By Peter John Jaban, Sarawak Rights Activist
KOTA KINABALU: The recent announcement that Putrajaya is considering the import of 15,000 Indonesian nurses to patch up an 18% vacancy rate is not a solution.
It is a humiliating public admission of systemic failure.
The Ministry of Health (MOH) is treating our healthcare system like a revolving-door sweatshop.
“We call upon the Federal Government to stop outsourcing our national healthcare security to cover up your refusal to pay local workers a living wage.
“The Great Healthcare Robbery* – Malaysia does not suffer from a shortage of talent.

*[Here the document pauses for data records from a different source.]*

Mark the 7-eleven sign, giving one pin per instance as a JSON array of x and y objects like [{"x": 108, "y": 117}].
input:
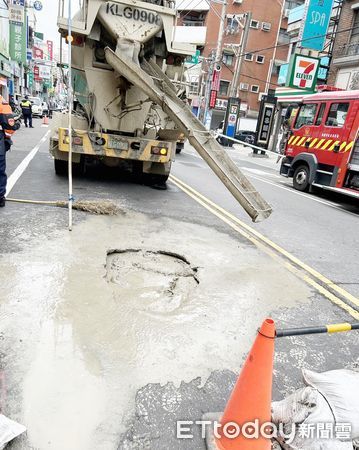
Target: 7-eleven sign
[{"x": 303, "y": 72}]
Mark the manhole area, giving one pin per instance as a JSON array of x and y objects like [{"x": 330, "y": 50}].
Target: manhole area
[{"x": 156, "y": 281}]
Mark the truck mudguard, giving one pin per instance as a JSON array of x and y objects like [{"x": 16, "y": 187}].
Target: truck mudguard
[{"x": 312, "y": 162}]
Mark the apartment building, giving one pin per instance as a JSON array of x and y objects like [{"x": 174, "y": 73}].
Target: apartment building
[{"x": 262, "y": 60}]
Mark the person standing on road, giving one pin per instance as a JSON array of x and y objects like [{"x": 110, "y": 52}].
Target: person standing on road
[
  {"x": 8, "y": 125},
  {"x": 27, "y": 111}
]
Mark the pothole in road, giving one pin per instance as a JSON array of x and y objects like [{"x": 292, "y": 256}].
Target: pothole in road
[{"x": 156, "y": 281}]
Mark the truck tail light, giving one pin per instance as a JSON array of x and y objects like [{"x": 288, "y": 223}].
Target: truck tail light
[
  {"x": 77, "y": 140},
  {"x": 163, "y": 151}
]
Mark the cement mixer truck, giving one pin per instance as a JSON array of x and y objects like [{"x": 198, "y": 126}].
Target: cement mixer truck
[{"x": 127, "y": 111}]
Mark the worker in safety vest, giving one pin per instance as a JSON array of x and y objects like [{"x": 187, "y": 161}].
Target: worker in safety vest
[
  {"x": 26, "y": 107},
  {"x": 8, "y": 125}
]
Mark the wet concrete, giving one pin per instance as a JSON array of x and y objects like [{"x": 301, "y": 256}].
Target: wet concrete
[{"x": 79, "y": 346}]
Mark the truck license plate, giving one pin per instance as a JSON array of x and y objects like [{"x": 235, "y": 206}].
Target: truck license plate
[{"x": 117, "y": 144}]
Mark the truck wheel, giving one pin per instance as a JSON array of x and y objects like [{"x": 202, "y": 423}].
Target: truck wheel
[
  {"x": 301, "y": 178},
  {"x": 60, "y": 167}
]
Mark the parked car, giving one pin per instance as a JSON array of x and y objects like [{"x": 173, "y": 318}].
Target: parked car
[
  {"x": 221, "y": 140},
  {"x": 37, "y": 109},
  {"x": 180, "y": 143},
  {"x": 45, "y": 109},
  {"x": 246, "y": 136}
]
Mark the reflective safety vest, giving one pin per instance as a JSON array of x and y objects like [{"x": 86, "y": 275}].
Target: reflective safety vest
[
  {"x": 8, "y": 123},
  {"x": 26, "y": 106}
]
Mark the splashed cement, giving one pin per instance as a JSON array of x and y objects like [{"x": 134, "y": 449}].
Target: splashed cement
[{"x": 80, "y": 340}]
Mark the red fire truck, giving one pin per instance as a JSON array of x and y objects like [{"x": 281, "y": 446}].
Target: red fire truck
[{"x": 323, "y": 147}]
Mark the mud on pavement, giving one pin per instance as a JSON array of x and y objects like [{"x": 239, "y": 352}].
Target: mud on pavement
[{"x": 113, "y": 332}]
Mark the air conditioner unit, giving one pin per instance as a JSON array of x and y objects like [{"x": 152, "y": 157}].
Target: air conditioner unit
[{"x": 266, "y": 26}]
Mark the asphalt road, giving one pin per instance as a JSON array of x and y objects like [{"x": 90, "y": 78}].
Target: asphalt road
[
  {"x": 320, "y": 228},
  {"x": 95, "y": 359}
]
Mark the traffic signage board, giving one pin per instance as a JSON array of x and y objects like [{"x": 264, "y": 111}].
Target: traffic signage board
[
  {"x": 315, "y": 24},
  {"x": 195, "y": 57},
  {"x": 212, "y": 99}
]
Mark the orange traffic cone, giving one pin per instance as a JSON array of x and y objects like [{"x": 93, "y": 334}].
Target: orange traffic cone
[{"x": 250, "y": 401}]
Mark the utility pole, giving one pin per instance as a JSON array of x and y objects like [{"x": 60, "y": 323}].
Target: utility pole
[
  {"x": 240, "y": 54},
  {"x": 217, "y": 59},
  {"x": 221, "y": 32}
]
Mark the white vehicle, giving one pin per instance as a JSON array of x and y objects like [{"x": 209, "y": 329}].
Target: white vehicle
[{"x": 37, "y": 108}]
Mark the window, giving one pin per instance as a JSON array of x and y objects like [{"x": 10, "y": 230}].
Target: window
[
  {"x": 320, "y": 114},
  {"x": 228, "y": 59},
  {"x": 337, "y": 114},
  {"x": 223, "y": 87},
  {"x": 194, "y": 86},
  {"x": 266, "y": 26},
  {"x": 306, "y": 115},
  {"x": 283, "y": 37},
  {"x": 232, "y": 25}
]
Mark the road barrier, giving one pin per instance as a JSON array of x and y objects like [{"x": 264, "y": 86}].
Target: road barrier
[{"x": 251, "y": 397}]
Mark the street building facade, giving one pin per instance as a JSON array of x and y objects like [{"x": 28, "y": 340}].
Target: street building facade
[{"x": 344, "y": 70}]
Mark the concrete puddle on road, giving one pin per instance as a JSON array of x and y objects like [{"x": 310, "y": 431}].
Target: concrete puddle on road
[
  {"x": 158, "y": 281},
  {"x": 85, "y": 328}
]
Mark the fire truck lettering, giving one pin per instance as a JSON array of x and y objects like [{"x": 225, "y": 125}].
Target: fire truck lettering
[{"x": 304, "y": 76}]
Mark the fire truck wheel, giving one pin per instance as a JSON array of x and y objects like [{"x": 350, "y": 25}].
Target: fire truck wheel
[{"x": 301, "y": 178}]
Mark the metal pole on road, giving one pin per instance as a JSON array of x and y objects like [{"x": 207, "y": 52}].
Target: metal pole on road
[
  {"x": 69, "y": 39},
  {"x": 334, "y": 328}
]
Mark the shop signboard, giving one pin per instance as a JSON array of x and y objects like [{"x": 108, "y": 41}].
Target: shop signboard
[
  {"x": 303, "y": 72},
  {"x": 315, "y": 24}
]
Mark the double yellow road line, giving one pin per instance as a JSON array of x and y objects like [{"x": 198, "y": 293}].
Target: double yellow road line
[{"x": 322, "y": 284}]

We suffer from a severe shortage of political will. Our locally trained, world-class nurses are fleeing to Singapore and the Middle East in droves.They are not abandoning their country; they are fleeing financial starvation.
When a fresh Malaysian nurse in a public hospital is expected to survive on a base salary of roughly RM2,600 to RM3,500 while enduring brutal 24-hour shifts, it is not a career but it is exploitation.
Across the causeway, Singapore lures them with RM12,000 to RM17,000 a month, while Dubai offers up to RM18,000 tax-free.
Putrajaya’s brilliant counter-offer? Bring in 15,000 foreign workers instead of fixing the leaky bucket.
This policy is an insult to every local medical graduate who has been forced to look abroad just to afford a middle-class life.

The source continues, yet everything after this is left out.